Orlando: ma biographie politique, et des lieux qu’on habite ensemble
Il y a de ça quelques mois, Paul B. Preciado se trouvait au cinéma Galeries, à Bruxelles, pour présenter son film à deux salles combles et puis pour rester nous parler à la fin, avec gentillesse et concentration. C’était un évènement doux, qui a eu lieu lors des Pink Screens[1] et dont le public était donc majoritairement constitué de personnes queers ou de leurs allié·es.
17h. Hall d’entrée absolument bondé, des têtes familières éparpillées dans la file, je me glisse comme je peux pour prendre un ticket. J’attends mon copain et sa collègue. Je me sens chanceuse d’être là, je me sens chanceuse d’avance d’entendre le réalisateur nous parler de son film, parce que je me sens chanceuse qu’on vienne me raconter ces histoires-là de transition.

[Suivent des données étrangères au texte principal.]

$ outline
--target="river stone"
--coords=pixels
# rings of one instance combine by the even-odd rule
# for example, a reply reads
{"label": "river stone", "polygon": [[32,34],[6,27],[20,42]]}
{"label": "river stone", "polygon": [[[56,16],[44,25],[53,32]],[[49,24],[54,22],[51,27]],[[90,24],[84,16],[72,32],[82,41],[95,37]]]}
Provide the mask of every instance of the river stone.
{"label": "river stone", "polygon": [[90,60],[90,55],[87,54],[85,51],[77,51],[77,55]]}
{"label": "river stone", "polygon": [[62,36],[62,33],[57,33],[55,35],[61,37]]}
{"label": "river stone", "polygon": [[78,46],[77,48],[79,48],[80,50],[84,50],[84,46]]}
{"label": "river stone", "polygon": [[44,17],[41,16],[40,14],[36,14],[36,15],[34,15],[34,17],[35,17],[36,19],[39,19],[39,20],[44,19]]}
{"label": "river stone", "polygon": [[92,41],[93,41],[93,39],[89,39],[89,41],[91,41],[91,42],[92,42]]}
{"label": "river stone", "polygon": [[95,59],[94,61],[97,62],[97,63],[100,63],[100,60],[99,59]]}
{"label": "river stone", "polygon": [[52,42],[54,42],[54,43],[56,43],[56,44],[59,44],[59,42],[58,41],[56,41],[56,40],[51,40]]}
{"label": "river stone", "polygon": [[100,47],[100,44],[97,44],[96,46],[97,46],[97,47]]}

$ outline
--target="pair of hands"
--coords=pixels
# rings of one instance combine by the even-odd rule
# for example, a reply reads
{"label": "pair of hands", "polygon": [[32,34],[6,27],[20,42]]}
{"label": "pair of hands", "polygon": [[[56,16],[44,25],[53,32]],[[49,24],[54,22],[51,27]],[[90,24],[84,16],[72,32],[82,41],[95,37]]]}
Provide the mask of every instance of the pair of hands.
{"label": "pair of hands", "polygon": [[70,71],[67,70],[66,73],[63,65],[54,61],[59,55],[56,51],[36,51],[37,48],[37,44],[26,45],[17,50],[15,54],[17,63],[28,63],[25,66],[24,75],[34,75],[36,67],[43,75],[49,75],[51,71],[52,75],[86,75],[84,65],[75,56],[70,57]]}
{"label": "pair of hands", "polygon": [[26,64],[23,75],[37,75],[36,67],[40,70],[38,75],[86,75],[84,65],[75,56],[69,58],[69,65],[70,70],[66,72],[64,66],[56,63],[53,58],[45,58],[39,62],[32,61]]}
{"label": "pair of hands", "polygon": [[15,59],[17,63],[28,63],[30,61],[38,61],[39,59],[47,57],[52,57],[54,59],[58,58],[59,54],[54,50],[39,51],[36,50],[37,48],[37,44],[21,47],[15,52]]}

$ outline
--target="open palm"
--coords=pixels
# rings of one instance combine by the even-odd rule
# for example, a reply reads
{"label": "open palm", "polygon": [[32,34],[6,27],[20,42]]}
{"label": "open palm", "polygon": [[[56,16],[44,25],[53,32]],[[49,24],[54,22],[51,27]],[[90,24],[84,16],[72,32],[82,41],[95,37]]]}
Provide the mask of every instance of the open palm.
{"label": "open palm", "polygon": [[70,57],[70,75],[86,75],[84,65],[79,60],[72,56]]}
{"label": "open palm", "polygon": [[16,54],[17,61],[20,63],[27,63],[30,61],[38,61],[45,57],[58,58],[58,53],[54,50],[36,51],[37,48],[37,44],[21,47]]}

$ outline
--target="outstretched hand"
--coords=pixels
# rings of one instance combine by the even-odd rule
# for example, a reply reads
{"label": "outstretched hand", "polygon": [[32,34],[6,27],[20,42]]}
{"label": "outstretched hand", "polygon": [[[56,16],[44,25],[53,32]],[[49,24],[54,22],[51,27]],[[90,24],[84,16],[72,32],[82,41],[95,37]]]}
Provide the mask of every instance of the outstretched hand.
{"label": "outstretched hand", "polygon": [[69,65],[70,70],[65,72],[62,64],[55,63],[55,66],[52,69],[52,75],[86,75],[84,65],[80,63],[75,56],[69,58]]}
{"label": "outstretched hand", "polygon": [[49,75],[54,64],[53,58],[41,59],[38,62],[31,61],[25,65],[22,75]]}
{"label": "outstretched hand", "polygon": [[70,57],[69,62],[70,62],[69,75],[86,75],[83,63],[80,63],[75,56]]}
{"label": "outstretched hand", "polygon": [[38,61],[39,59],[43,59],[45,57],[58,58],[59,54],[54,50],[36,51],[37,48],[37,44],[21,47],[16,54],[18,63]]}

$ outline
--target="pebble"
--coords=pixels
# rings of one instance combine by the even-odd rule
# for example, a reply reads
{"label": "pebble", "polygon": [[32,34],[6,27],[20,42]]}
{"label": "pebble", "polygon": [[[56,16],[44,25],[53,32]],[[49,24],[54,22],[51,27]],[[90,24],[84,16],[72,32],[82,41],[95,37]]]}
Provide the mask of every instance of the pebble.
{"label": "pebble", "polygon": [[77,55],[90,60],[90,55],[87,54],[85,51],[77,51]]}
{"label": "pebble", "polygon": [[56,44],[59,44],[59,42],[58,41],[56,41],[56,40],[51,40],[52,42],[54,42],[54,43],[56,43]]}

On s’installe et la salle est quasi pleine, je me suis bien habillée, je me suis habillée comme je le voulais parce que je savais que le cinéma serait plein de gens queer et puis parce que j’avais envie de célébrer ce moment et de me sentir solide dans mes baskets. Mon copain accueille mes bas résilles et mon body bleu roi avec un peu trop d’enthousiasme pour ma pudeur mais ça fait du bien, quand même. Iel me prend la main et je me sens à ma place, là. Avec Paul et Janis Sahraoui, une actrice du film, qui viennent souriant·es introduire le film. La salle s’éteint et déjà les larmes me montent au nez. Elles s’en viennent parce que je sais que c’est un film réalisé par une personne trans et que donc, il ne s’agira pas d’apposer un discours théorique sur des vies théoriques mais qu’a priori, il s’agira de partager quelque chose de plus proche de la vie, de plus proche de la lutte, de plus proche du quotidien. J’ai envie qu’on me raconte car je ne vois pas ce qui pourrait, davantage que des histoires, me faire sentir plus proche d’autres possibles, d’autres réalités, de réalités aussi grandes que les matins, de possibles aussi grands que le torse de mon copain assis à côté de moi, quand iel caresse ses cicatrices et ses joies. La lumière s’éteint, les larmes me montent aux yeux et il ne s’est encore rien passé à l’écran.